A Letter To God

Nov 02, 2003 20:10

Dear God,
I have heard all the stories and the songs where people had void in their lives and how You filled that void. But I already have You, that part of me has already been filled, and there is still a void. I used to think that is was because I'm shy and don't know alot of people. Just recently I've been trying to meet new people and make new friends, but also I've come to the point in my faith where I can't keep quite and can't simply let things go anymore. These two new aspects of my life are now butting heads, I'm meeting people but they are nothing like I want to know, but I can't find people like me, other than those few friends I already have. I've found myself looking at these new people and loving them but I can't just ignore their major downfalls towards you and they can accept my devotion to You. They look at me as a Jesus Freak (a term I actually embrace by the way) and they spite me for it. I, however, can't help but say my case, and they get mad when I do. It's a problem, what do I do? How can I have both, if I'm meant to have both at all. I'm not asking for anything other than a guiding hand, which you've given me always. But I do ask for others, all of the other I already know.
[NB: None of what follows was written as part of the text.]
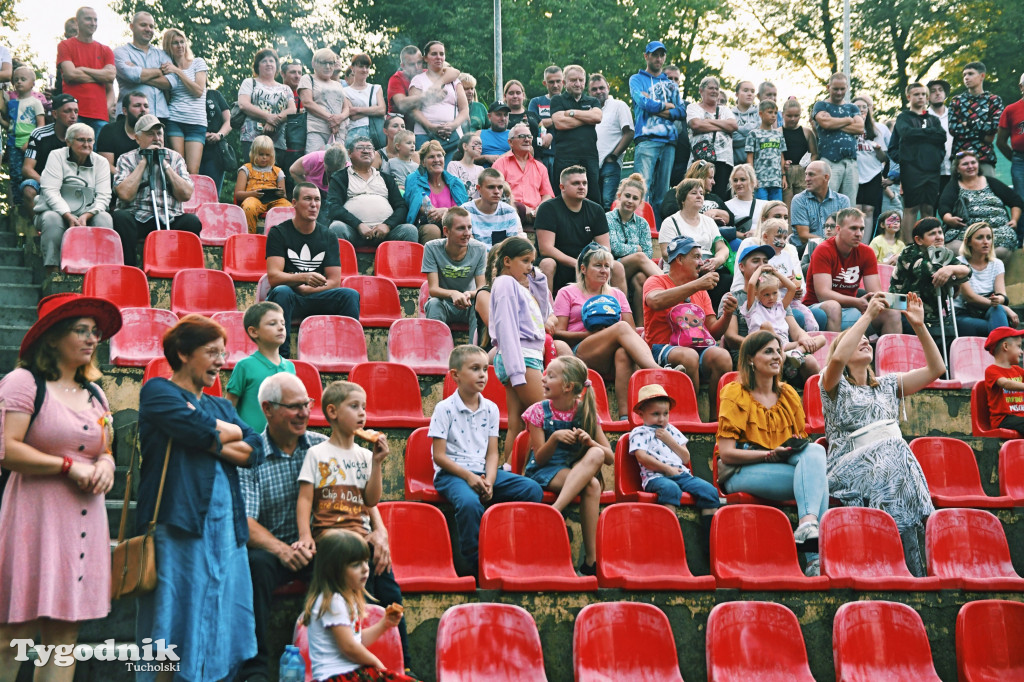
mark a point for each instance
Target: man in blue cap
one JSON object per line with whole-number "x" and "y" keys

Help David find some peace. His anger and cynicism is getting the better of him I fear. His heart is lonely and dying for someone or something. I remember when I first met him You were so strong in his presence. I do not doubt his faith, but I think he needs You now more than ever. Please help him find some peace.

I pray for Lindsey's happiness. She is insecure in our relationship, and with good reason. She loves me and knows I love her madly, but she gets spells where she can't help but worry. I pray You give her the strength she needs to get through her sadness. I try but I can't be there all the time, keep her company when she weak.
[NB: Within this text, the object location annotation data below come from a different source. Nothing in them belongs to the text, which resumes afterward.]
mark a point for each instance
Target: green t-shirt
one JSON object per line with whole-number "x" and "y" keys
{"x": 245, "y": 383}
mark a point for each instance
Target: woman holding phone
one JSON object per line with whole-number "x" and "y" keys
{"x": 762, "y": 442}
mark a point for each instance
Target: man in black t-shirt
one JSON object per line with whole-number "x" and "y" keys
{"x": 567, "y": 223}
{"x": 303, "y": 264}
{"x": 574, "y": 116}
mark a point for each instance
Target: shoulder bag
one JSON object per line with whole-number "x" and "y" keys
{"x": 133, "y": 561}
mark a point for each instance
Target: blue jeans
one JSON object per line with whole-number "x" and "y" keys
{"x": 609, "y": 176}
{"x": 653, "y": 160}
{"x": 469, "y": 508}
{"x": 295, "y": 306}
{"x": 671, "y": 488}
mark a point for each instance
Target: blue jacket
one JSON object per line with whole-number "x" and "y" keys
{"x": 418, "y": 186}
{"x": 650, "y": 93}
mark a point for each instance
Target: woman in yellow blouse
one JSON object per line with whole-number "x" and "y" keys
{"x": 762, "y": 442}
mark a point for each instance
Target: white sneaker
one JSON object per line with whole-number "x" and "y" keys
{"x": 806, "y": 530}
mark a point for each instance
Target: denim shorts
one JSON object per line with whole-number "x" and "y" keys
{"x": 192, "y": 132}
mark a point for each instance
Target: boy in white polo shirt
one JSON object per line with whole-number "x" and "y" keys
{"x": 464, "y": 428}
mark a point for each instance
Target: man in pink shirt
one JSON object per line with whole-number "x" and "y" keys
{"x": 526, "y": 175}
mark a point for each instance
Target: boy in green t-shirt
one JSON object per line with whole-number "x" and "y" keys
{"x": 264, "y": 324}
Kenan is at a crossroads. He is struggling, as far as I can tell, with some inner and outer demons I cannot see. I'm not as close to him or Paul as I could be, but I can tell he needs guidance. Kenan is fighting to keep himself and his ideals while surrounded with the legacy his family has left for him. He what to come up and show he is capable of more. He wants to do more. He needs to know You are there and that You can help. Same with Paul, only I fear he has already accepted his fate where he stands. He seems stranded in place and doesn't know how to best cope. He has his friends, but he needs more, he needs You. I hope You can show him his way to true happiness.
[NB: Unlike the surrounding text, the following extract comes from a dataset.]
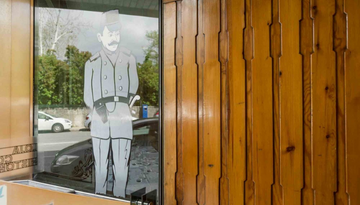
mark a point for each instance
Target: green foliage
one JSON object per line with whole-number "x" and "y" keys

Missa and Mandy are both trying to find their place as well. They have just come out of some traumatizing events in their lives and need the strength and patience to move on. May Your mercy be with them as they move into their lives, maybe not exactly where they wanted to be, but maybe at least happily going forward.

Finally for my own mom. She has served You and her family all her life, with all her strength and it is again taking it's toll, and she still has many trials ahead. May Your hand hold her and protect her so that her burdens may not be too great and that she will prevail yet again, to serve You still.